Manufacturing defect
Design defect
Failure to warn

3. Possible defenses include:
1. Comparative fault: How much did the act of water skiing play into the failure of the pacemaker? Of course, the counter side is failure to warn—the doctor may/may not have warned about strenuous activity or the sensor or pacemaker manufacturer may not have warned the doctor of the ‘stress load’ the product could handle. Assuming warnings were in place, the adherence to the warnings would be a major issue. Closely related to this would be consideration of whether or not there is an inherent or obvious risk simply by wearing a pacemaker and if water skiing is considered a mis-use of the product.
2. State of the Art defense: if all information was conformed to in the best known manner given the general environment, technology and skill then the company can argue they were acting in a knowing and reasonable manner.

4. In order to avoid potential future liability concerns, SemiCorp should consider implementing language to limit liability and avoid the impression of an implied warranty or warranty of fitness for a particular purpose by implementing the following:
· Providing detailed specifications and limitations of the product without suggestions for use. In this manner a company purchasing the product would be making an independent assessment of what criteria expectations are required in the use of their own products.
· Follow the UCC rules “designed to ensure the buyer is aware of and assents to the disclaimers while excluding implied warranties by using language that calls the buyers attention to the exclusion of the warranties and makes plain there is no implied warranties” [paraphrased from pg. 234]. Basically they should put it in writing and make sure the warning is noticeable, compliant with UCC/other regulatory requirements and read/agreed to by buyers.
· Limit potential remedies by putting into writing
· Provide quality assurance testing measures and make them available to all potential buyers on given failure rate per 1,000; stress loads and other pertinent operating measures.


Question Five

Frederick is a partner in a general partnership that provides investment advice and the sale of securities to the general public. In carrying out partnership business, Johnson became aware that other partners were perpetrating a fraud against a set of customers. Under the circumstances, the fraud would rise to the level of a serious violation of the criminal law. Alarmed, Frederick took his findings to the managing partner, who looked into the matter and discovered that Frederick was correct. The managing partner discussed the matter with the other partners, who voted to expel Frederick from the partnership. Can Frederick sue for wrongful termination of his partnership? The partnership agreement is silent on the subject. Explain your reasoning.

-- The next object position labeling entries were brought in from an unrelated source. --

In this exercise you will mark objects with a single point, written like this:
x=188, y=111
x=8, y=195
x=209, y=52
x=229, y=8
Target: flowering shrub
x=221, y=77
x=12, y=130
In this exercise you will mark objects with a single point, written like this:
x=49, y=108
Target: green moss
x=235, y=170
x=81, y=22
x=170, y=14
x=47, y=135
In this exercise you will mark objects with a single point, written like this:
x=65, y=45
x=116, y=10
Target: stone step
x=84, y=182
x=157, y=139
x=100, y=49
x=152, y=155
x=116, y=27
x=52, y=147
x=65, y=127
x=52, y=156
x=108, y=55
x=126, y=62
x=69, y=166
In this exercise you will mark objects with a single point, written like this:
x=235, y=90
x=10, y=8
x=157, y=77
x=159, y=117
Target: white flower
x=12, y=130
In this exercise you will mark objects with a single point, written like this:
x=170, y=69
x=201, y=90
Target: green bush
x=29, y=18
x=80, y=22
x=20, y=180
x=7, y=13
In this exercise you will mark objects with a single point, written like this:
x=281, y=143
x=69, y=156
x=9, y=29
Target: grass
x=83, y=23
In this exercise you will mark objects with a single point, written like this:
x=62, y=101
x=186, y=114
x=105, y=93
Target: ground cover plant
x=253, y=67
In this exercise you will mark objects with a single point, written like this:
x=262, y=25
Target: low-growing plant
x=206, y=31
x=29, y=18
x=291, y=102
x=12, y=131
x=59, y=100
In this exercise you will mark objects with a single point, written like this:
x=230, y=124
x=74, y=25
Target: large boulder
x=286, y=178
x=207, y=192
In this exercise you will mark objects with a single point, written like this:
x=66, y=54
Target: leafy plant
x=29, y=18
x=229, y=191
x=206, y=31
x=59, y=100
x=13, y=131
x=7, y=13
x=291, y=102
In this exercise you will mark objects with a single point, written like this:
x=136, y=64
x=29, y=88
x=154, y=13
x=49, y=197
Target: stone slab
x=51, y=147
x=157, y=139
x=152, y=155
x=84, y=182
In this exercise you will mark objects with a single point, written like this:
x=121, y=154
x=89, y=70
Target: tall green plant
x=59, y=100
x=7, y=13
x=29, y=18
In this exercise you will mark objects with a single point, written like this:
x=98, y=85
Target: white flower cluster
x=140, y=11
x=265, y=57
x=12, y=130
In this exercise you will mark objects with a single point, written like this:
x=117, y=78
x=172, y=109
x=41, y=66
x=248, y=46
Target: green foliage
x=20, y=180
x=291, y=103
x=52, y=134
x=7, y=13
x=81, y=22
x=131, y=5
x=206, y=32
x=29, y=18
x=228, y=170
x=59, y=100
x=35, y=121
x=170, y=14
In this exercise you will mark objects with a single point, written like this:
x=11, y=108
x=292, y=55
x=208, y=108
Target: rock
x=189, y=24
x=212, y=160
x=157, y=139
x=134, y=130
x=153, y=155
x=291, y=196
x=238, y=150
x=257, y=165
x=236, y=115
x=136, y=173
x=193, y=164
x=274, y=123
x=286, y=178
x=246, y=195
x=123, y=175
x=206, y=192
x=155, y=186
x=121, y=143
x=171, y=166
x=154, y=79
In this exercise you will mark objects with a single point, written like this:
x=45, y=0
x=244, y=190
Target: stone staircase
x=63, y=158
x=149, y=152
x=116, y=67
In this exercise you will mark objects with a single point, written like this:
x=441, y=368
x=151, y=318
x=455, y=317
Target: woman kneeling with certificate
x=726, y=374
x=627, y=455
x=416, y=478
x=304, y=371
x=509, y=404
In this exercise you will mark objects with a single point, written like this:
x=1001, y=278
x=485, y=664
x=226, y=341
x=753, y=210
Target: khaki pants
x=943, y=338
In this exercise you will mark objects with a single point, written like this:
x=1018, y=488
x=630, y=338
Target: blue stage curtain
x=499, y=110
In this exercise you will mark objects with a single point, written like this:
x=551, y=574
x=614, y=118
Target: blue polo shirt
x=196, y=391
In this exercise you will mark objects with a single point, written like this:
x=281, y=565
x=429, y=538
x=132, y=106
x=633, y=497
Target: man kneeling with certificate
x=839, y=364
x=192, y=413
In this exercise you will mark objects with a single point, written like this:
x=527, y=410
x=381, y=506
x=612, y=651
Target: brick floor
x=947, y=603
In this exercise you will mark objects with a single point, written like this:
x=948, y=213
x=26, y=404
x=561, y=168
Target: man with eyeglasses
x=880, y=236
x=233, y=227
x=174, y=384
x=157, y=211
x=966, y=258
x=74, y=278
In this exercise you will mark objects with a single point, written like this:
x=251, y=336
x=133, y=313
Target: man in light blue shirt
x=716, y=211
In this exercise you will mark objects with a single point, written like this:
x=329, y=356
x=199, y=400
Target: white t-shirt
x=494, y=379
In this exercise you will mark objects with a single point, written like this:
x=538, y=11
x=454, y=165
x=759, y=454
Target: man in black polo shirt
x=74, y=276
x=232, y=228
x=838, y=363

Yes, Frederick can sue for wrongful termination of his partnership under the whistleblower act which is considered a statutory exception to the “employment at will” concept. Although the partnership agreement was silent and the company is not required to provide an explanation of the decision to terminate partnership in the employment at will situation, the fact that Frederick disclosed a known impropriety/illegal practice to upper management, it was found to be valid would likely resemble retaliation. There are both state and federal protections for whistleblowers and in this case, since it involved securities, it would likely fall under Federal protection and therefore, a Public Policy Exception since there are statutory provision in the securities act to protect the public at large. [Bagley & Dauchy, pgs 303-305. Miller and Jentz, pgs 42 and 900. “Business Law Today, 3rd Edition] –Note-this is NOT an online resource. It’s an old Biz Law book I own and refer to constantly].